I have a strong preference for low-care flowering evergreen bushes that bear clusters and bunches of brightly-coloured florets for months on end. Duranta erecta, Lantana camara, and perennial Verbenas are favourites. In more trouble-free and leisurely days I used to grow, among other flowers, Zinnias and Pansies which are my favourite annuals. I love Azaleas, dislike cactuses, and am indifferent to roses. I suppose my ‘softest spot’ is for Gerberas because those are the plants through which my beloved grandfather kindled a lifelong love of gardening and nature within me.
I wish I could say I have a ‘Gardening Philosophy’ but I don’t. I try to be sensible and work with and within Nature and my capabilities. I simply hate it (with a vengeance) when something terrible happens because I did something I shouldn’t have done.
I don’t believe in being weed-happy.

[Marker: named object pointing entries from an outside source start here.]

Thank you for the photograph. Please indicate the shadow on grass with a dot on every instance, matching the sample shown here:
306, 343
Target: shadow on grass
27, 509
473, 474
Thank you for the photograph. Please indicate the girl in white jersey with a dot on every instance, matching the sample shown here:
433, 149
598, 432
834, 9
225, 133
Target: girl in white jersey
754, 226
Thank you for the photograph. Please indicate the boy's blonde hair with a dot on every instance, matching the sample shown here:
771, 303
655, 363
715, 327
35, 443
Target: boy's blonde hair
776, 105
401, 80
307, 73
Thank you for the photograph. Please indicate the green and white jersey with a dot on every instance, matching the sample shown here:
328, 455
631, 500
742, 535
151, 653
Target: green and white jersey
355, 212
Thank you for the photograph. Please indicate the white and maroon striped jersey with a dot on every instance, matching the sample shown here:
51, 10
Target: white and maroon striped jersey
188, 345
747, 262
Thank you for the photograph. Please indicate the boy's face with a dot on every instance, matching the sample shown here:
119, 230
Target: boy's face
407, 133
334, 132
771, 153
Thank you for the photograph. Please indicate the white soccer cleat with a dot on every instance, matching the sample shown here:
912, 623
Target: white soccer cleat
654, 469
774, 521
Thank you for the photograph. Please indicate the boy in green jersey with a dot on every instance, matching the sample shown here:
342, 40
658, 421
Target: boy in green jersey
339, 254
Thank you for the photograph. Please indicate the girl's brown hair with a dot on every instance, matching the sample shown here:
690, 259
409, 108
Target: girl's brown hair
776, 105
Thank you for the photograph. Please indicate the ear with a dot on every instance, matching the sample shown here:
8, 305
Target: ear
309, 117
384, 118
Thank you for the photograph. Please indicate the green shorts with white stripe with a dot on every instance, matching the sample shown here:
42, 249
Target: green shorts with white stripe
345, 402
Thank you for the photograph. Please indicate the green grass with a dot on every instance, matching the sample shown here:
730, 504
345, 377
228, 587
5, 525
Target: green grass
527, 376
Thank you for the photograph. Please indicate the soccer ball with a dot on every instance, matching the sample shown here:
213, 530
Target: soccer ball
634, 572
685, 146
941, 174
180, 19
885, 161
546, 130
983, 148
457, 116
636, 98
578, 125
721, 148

If you see something sprouting and you do not positively identify it as an unwanted weed, give it a chance. Perhaps Persephone has sent you a gift? Among such gifts sent to me are Bluebell Vine or Blue Pea and a Cardinal Flower lookalike.
My busy lifestyle has also reduced the time I now have for DIY using my hand tools – what a pity to have an Allen socket-and-wrench set, Vise-Grips, and such, and not put them to regular use. However, I still do the odd simple job and am reasonably handy in and around the house with my fairly comprehensive collection of both brand-name and Chinese no-name tools.
What are some of the must-have tools you’d recommend for beginner gardeners?
“If you live in a flat and have a balcony garden, you can get by with a trowel, fork, and cultivator, best bought as a set. Add to that a pair of secateurs and a watering can, and you’re all set.
Now if you have a little garden of your own in which you will prepare beds and grow plants (but not bushes, climbers, or trees), add a pair of gardening gloves and a shovel and a Dutch hoe, draw hoe, or both. If your garden has stony, calcareous, or simply compressed soils, also get a gardening pick.
Next, get a hosepipe of the appropriate length. A wheelbarrow will be very useful to move soil, manure, and sand, and to cart away cuttings, leaves and such.
If you have dense shrubs and bushes, your next buy should be a bypass loppers to keep things trim and tidy. If you have small trees or much deciduous shrubbery, a rake will be a smart buy.
Finally, if you have bushes or climbers with stout branches or have small trees with thin limbs, get that most underrated of garden implements, an anvil loppers. An anvil loppers is for a markedly different purpose to, and is also handled very differently than, a bypass loppers.”